SCOTUS Decision on Medicare Secondary Payer Act

On June 21, 2022, the Supreme Court found, in Marietta Memorial Hospital Employee Health Benefit Plan v. DaVita Inc., No. 20-1641, 2022 WL 2203328 (United States, June 21, 2022), that terms of a benefit plan limiting reimbursement for dialysis treatments did not violate the Medicare Secondary Payer Act (MSP). The terms of the benefit plan in question resulted in reimbursement for dialysis roughly equivalent to the (low) Medicare rate. Dialysis provider DaVita challenged the provisions as violating MSP law.

For your information, Medicare coverage is available to those who are otherwise eligible and who are (1) at least 65 years old, (2) disabled, or (3) diagnosed with end-stage renal disease (“ESRD”) – chronic renal failure. The MSP Act and its regulations state that, for most individuals who receive both Medicare coverage due to ESRD and commercial medical coverage under a benefit plan benefits, the commercial benefits plan must remain Medicare’s primary payer for a 30-month Coordination of Benefits (COB) period. To avoid endgames around this COB period, Congress included two relevant prohibitions in the law: Health plans are prohibited, during this COB period, from (1) “considering” Medicare eligibility d an individual, and (2) “differentiation” in the benefits provided “between individuals having [ESRD] and other persons covered by this scheme on the basis of the existence of [ESRD], the need for kidney dialysis, or in any other way. 42 USC § 1395y(b)(1)(C).

DaVita argued that the benefit plan’s limitation on reimbursement for dialysis violated the MSP Act’s “recognition” and “differentiation” prohibitions, and in October 2020, the Sixth Circuit Court of Appeals ruled. agree with DaVita. The Supreme Court has now reversed the Sixth Circuit’s decision, in a majority opinion written by Justice Kavanaugh.

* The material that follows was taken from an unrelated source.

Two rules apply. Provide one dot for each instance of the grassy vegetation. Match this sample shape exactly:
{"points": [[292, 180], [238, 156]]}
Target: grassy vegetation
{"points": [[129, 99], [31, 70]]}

Six justices joined the majority, with Justices Kagan and Sotomayor dissenting in part.

The Court ruled that a benefit plan that provides limited benefits for outpatient dialysis, as the plan in question did, “but does so uniformly for all plan members,” does not violate the law. MSP. The majority opinion explained that the prohibition on differentiation had not been violated because the terms of the Plan dealing with dialysis applied to people with and without ESRD, and “the text of the law cannot be interpreted as encompassing a disparate impact theory”. The majority cited the absence of any theory of disparate impact in the CMS regulations and the difficulty of implementing a prohibition against disparate impact, and said that the MSP Act does not require any particular level of coverage of dialysis by a benefit plan nor does it require parity between dialysis and other types of benefits.

DaVita had argued in the case that dialysis is a substitute for ESRD because virtually all dialysis treatment is provided to people with ESRD. In a footnote, the majority held that DaVita’s “proxy theory” failed because it was not supported by the statutory text. “This law is a coordination of benefits law, not a traditional anti-discrimination law.”

The Court went on to rule that the benefits plan also did not violate the prohibition against “taking into account” Medicare eligibility, because “the plan provides the same outpatient dialysis benefits to all plan participants, whether or not a participant is entitled or eligible for Medicare.”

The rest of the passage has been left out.